Son dönemde artan işten çıkarmalar, ücretsiz izinler ve Kod-29 uygulamaları yani her yönüyle işçiye saldırıya geçen devlet-patron ikilisinin pratikleridir. Burada asıl hedef patronların örgütlenmeyi kırmaya çalışmasıdır. Şubat ayında Kocaeli Gebze ilçesinde denk geldiğim FZK mühendislik işçileri sendikaya üye oldukları için işten atılmışlardı.

AKP’ye yakınlığıyla bilinen HAK-İŞ’e üye olmuşlardı. Bahsettiğim FZK mühendislik de Ziraat Katılım Bankası’ndandır, yani devletindir. Söylediğim devlet-patron ikilisi burdan geliyor.

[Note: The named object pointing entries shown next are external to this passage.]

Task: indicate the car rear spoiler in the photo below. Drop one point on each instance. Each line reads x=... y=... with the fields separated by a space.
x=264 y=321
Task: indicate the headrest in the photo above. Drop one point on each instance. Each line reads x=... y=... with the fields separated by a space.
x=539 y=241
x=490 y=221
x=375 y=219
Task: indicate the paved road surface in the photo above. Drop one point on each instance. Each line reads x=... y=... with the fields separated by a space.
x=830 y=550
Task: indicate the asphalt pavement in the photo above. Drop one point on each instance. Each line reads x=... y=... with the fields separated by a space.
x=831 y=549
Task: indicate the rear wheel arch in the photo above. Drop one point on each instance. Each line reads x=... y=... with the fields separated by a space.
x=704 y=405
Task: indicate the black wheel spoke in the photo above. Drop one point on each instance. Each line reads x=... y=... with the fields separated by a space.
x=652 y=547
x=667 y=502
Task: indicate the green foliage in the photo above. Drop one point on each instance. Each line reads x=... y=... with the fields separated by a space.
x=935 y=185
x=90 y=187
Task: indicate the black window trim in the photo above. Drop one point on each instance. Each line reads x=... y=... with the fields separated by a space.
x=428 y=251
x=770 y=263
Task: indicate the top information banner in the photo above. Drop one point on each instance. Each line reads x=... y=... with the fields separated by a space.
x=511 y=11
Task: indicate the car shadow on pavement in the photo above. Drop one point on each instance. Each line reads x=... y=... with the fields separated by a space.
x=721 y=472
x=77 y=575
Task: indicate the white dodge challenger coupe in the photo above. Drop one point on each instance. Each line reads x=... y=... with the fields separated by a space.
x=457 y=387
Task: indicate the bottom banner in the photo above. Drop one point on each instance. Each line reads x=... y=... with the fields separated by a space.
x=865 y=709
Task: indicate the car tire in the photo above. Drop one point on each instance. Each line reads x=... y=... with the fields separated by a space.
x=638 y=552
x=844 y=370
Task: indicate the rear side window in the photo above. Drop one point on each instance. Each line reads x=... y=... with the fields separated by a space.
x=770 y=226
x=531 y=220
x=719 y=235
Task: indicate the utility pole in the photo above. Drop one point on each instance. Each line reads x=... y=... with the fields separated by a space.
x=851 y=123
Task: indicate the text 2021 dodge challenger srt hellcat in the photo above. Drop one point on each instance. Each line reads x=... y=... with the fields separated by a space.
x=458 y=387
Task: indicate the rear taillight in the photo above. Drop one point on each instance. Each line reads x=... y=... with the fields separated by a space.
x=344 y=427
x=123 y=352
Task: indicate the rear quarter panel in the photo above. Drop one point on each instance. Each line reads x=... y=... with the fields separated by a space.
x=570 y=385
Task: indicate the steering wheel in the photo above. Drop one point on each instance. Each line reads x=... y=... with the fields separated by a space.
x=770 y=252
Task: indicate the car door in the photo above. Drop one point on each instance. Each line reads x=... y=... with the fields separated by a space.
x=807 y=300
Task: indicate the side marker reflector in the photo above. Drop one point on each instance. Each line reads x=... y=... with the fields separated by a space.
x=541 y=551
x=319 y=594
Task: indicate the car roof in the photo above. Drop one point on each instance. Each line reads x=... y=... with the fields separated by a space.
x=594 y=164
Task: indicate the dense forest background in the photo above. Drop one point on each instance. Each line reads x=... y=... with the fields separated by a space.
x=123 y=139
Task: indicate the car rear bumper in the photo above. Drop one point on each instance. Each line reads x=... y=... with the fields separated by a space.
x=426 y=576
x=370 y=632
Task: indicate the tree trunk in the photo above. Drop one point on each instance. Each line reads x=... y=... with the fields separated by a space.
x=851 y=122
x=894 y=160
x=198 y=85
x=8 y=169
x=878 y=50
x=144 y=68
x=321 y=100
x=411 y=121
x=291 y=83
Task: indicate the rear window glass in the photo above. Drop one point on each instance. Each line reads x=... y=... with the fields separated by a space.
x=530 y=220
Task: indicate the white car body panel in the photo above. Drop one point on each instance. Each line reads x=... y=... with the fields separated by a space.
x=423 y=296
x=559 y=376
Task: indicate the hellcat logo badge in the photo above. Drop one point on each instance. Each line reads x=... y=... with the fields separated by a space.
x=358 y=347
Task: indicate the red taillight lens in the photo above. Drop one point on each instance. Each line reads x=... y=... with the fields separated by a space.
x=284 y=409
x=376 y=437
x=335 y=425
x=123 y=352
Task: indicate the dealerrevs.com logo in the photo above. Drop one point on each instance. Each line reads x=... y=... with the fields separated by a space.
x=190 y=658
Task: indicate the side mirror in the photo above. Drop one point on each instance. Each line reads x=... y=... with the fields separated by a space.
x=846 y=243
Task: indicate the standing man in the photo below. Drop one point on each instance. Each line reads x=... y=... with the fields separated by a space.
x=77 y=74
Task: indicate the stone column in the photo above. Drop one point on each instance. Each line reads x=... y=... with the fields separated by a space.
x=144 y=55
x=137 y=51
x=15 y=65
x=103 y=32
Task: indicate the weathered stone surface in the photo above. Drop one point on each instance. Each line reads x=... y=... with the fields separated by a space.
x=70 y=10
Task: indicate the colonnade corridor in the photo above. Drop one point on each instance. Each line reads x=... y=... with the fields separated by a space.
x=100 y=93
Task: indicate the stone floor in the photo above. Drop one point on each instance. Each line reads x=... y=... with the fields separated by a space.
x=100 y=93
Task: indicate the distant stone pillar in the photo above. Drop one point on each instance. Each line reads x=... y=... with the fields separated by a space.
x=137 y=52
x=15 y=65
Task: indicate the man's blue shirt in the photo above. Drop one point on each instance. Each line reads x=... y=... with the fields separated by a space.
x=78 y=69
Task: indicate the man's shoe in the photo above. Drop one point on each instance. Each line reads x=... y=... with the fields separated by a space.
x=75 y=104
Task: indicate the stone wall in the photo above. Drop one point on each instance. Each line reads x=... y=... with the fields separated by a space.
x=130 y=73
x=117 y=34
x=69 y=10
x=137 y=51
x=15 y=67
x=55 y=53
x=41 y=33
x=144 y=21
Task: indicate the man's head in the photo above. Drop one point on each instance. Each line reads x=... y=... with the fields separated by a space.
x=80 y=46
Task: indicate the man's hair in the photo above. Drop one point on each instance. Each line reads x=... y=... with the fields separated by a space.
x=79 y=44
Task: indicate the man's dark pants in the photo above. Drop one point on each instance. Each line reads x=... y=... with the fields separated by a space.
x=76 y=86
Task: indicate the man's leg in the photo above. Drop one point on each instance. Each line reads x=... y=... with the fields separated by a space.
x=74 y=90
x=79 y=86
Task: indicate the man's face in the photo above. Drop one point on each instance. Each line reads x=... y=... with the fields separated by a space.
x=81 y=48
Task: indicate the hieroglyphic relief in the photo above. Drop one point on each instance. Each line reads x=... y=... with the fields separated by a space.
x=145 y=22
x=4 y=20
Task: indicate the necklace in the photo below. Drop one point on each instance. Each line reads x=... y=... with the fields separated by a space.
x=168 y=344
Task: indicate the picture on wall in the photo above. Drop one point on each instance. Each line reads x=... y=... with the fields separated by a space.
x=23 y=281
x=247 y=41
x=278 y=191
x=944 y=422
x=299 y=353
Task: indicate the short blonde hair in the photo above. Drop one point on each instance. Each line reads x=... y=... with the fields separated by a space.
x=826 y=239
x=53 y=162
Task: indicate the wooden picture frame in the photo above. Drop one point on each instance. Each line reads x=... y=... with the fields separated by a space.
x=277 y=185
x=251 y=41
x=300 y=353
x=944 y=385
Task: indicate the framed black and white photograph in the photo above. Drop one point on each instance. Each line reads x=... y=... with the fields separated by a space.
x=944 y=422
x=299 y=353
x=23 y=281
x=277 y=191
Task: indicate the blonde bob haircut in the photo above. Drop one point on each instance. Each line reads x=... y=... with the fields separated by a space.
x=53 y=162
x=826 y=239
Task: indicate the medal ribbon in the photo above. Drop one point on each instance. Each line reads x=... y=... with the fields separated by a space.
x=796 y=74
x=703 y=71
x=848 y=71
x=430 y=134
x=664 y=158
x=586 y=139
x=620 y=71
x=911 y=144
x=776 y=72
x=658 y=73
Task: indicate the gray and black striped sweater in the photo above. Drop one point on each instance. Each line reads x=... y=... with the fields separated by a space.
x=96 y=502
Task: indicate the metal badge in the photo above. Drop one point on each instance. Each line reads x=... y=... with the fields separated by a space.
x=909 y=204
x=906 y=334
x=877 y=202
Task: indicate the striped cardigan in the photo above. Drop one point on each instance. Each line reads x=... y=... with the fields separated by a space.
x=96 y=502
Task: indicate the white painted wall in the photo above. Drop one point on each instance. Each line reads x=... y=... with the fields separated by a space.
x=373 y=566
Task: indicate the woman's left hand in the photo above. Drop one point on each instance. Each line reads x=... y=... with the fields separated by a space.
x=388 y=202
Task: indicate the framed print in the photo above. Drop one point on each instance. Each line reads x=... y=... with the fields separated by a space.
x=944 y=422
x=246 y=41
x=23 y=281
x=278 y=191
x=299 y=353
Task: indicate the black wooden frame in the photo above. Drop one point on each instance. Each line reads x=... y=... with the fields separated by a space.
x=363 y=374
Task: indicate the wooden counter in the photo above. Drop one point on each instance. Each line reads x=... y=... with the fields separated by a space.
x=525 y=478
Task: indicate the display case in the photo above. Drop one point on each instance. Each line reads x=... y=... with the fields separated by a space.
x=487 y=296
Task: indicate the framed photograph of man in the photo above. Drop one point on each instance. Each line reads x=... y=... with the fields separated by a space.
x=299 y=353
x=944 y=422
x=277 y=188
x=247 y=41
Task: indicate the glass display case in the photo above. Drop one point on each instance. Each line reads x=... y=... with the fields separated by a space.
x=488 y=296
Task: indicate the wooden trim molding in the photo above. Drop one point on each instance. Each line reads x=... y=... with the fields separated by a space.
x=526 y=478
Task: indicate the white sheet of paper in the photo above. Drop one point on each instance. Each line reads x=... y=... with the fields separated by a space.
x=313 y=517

Örgutsüzlükten çıkış yolu ise bütün işçi sınıfının tek bir yerde birleşip patronlara karşı durmasıyla gelecek bir şeydir. Çeçmişte yaşanan 15-16 Haziran büyük işçi direnişi gibi bütün fabrikalardan gelen işçi sınıfının tek ses olarak işçilerin birliği sermayeyi yenecek demesidir. Ama bugün bunu göremiyoruz çünkü insanları korku salmış durumda. Bugün direnen işçilerin yanında içerde çalışan işçiler durmuyor bugün işten atılan arkadaşını diğer çalışan savunamıyor çünkü tehdit ediliyor açlıkla korkutuluyor. Bundan çıkış yolu ise korku dağlarını yıkıp örgütlenmekten geçiyor. Son olarak başta motokurye emekçileri olmak üzere    ezilen bütün işçi sınıfını birleşmeye çağırıyor direnen direnişte olan işçi sınıfını selamlıyorum.